Showing posts with label For first time. Show all posts
Showing posts with label For first time. Show all posts

August 08, 2010

First Fights

As a child I was extremely peace loving. I still am I guess. I don’t remember having got into fist fights in school. I think having engaged in fisticuffs with didi at home, I was sure of my own ability. And then if you can engage in verbal duels why expend energy? The other less important reason might have been that having been a peace broker through school, you somehow don’t engage in fights. Rather you observe till the time blood is about to be drawn. So using my well nourished frame I remember having picked up quite a few Stallone in the making from the playground and deposit them in the basketball court and start giving them gyan about the merits of a good behaviour. In fact, the Mumbai bouncers at times just don’t get it right.

In college the only physical fight I remember was with Dr.Sen when we battled it out with brooms in the Budhfront corridor while the Mallu, Marathi and the Tam contingent in the wing bet on the eventuality. I lost hands down due to years of non practice and because his broom had a longer reach.

But verbal fights have been quite a few if not numerous. And First fights are always the most exciting ones. Few days back I had one with Kid. And that’s what led me to write this post on Friendship day.

So kid and I had our first fight over a pun. Now if it was over the credentials of bangali meetha vs. banarsi meetha, it would have been acceptable. But it was over a pun rather than a paan.

My first domestic fight was over 99% Fat free milk. Apparently you can’t make great tea with 99% fat free milk. But who cares as long as I have been convinced by some marketer that fat free milk is good for me? And whatever others might say I must do what’s good for society at large. But seems society wants to grow more bulky. So be it.

My first fight in school with my best friend was over who would sit in the window seat in the bus. The first fight with another was over Diego Maradona. The first fight in college was over the way a club should function. The first fight in office was over the direction of the next campaign.

First fights remain in your memory and while you would not want to have any fights at all, these will always happen and will linger on for longer than you would like them to. They serve as reminders for self control and as long as the number of first fights in your life remain at a manageable level, you realize that the world is not such a bad place to live in.

But then there are some first fights which go on longer than you ever thought they would. They never end and you lose a friend at the end of the day. That, trust me, is never worth it.


July 19, 2007

To Fight for Autonomy

As I painfully opened my left eyelid and then my right one today morning, I had no idea that The Times of India was carrying a shocking piece of news titled, "For first time, govt to choose IIM directors." You can read the story here.

More than 12 hours later I am still in a state of shock. The institutions I have received my education from have all been autonomous bodies, something I always believed was the main reason behind their brilliance. Autonomy to me was always the greatest tribute to democracy.

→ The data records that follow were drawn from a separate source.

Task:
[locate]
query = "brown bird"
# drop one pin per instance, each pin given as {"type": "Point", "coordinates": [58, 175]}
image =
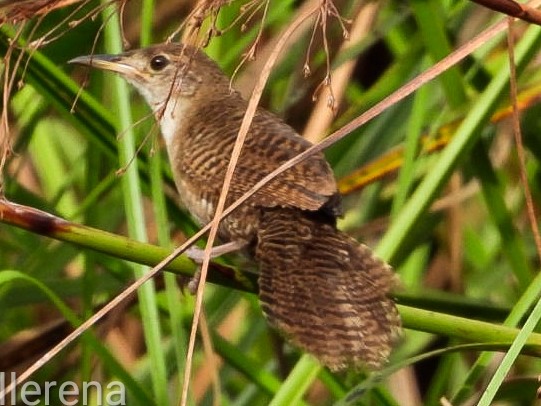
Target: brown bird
{"type": "Point", "coordinates": [326, 292]}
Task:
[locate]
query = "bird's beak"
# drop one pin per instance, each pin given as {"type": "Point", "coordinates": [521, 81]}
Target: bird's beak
{"type": "Point", "coordinates": [112, 63]}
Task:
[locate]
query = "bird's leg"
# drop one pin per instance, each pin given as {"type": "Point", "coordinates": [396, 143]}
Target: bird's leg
{"type": "Point", "coordinates": [197, 255]}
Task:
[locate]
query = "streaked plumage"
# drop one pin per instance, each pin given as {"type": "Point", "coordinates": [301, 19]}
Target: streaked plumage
{"type": "Point", "coordinates": [327, 293]}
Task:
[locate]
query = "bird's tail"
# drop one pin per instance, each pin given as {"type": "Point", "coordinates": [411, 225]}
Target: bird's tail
{"type": "Point", "coordinates": [327, 293]}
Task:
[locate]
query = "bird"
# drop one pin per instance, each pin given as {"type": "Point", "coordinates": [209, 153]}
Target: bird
{"type": "Point", "coordinates": [328, 294]}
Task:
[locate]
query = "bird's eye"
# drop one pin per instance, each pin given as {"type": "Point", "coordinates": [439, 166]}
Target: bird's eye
{"type": "Point", "coordinates": [159, 62]}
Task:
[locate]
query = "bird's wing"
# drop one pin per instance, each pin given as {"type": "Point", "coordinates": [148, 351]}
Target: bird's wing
{"type": "Point", "coordinates": [270, 143]}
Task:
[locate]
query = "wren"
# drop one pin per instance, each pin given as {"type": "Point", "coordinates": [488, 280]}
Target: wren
{"type": "Point", "coordinates": [328, 294]}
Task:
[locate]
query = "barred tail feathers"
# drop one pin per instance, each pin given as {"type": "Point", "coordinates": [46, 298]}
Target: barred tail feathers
{"type": "Point", "coordinates": [327, 293]}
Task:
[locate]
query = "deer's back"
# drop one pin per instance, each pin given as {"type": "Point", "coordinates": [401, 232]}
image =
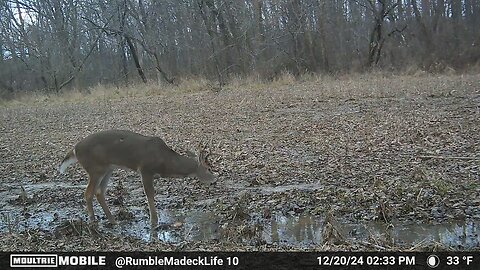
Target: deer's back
{"type": "Point", "coordinates": [121, 148]}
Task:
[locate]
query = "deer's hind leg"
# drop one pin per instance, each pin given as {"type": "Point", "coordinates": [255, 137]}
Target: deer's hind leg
{"type": "Point", "coordinates": [100, 194]}
{"type": "Point", "coordinates": [95, 177]}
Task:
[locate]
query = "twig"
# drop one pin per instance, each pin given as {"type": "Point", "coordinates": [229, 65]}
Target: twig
{"type": "Point", "coordinates": [365, 243]}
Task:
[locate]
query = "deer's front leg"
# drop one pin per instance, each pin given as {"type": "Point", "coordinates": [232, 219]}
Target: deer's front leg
{"type": "Point", "coordinates": [147, 180]}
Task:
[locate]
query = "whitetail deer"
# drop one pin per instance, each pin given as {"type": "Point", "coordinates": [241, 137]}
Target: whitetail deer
{"type": "Point", "coordinates": [100, 153]}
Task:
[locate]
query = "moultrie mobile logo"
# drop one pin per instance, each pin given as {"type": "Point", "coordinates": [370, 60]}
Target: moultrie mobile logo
{"type": "Point", "coordinates": [54, 260]}
{"type": "Point", "coordinates": [33, 260]}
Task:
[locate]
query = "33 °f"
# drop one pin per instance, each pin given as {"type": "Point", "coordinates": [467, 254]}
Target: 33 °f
{"type": "Point", "coordinates": [455, 260]}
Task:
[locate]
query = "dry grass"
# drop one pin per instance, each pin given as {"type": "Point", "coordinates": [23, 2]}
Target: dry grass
{"type": "Point", "coordinates": [367, 143]}
{"type": "Point", "coordinates": [347, 86]}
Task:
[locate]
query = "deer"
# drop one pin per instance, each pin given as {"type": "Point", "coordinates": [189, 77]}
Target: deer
{"type": "Point", "coordinates": [99, 154]}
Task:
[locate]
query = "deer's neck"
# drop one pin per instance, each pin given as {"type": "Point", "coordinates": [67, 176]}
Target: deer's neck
{"type": "Point", "coordinates": [180, 166]}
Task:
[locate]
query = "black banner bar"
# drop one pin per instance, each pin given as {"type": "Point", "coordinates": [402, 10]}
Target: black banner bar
{"type": "Point", "coordinates": [242, 260]}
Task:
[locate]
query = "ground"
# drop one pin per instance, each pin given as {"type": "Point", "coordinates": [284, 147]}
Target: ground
{"type": "Point", "coordinates": [348, 163]}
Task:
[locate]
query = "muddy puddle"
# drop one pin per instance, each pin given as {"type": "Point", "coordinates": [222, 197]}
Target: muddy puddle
{"type": "Point", "coordinates": [180, 225]}
{"type": "Point", "coordinates": [294, 231]}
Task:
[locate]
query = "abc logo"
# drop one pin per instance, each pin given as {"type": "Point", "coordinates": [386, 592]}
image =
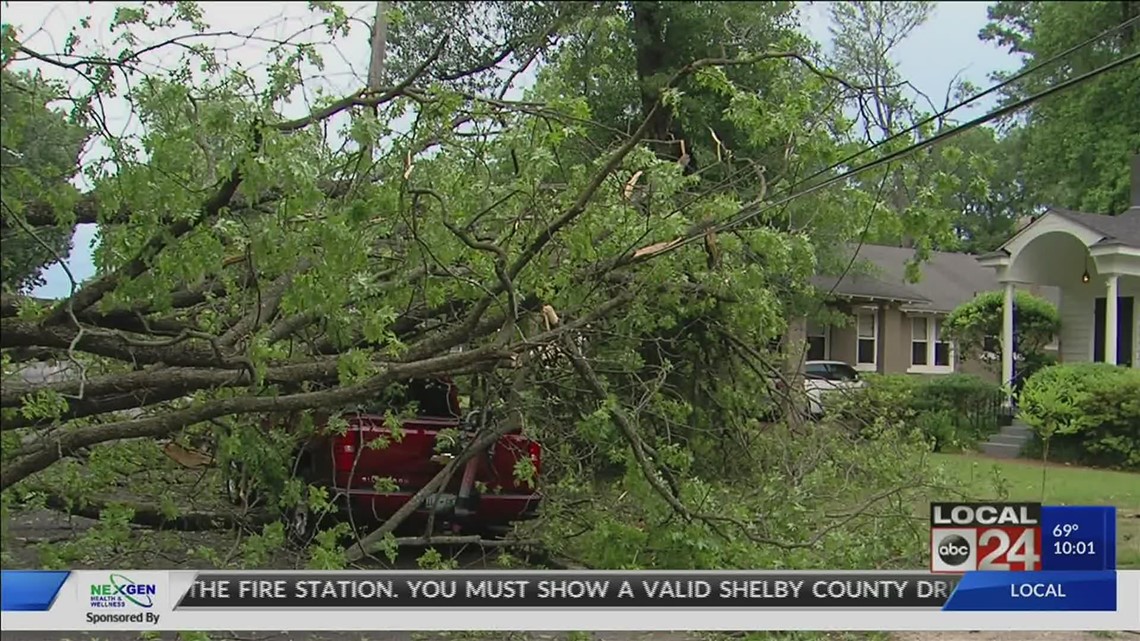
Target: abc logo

For some reason, the concept of autonomy has always intrigued me. In my version of utopia, everyone does what is expected of them, is given the necessary power, authority and ownership to achieve the same. Everyone is ethical and the world moves on like a well oiled machine. To be very frank, I can not be held responsible for what I have become. I was in a school where the Vice Principal gave the House Council absolute freedom to fulfill our responsibilities. He trusted us and we never broke his trust. Don Bosco in those years was very close to the utopia that my yound mind was conjuring up at that moment. And perhaps for this reason, after I left school, three of my most memorable fights have been over autonomy.

It all began with a magazine which wanted no one to dictate it's voice. Later down south, it was for a Club which was the voice of Institution to the outside world and wanted to remain so. And finally, it was for an Academic Council that wanted the authorities to believe in its capabilities. But those are now dusty pages in my book of life.

Autonomy with responsibility. The search for my utopia continues.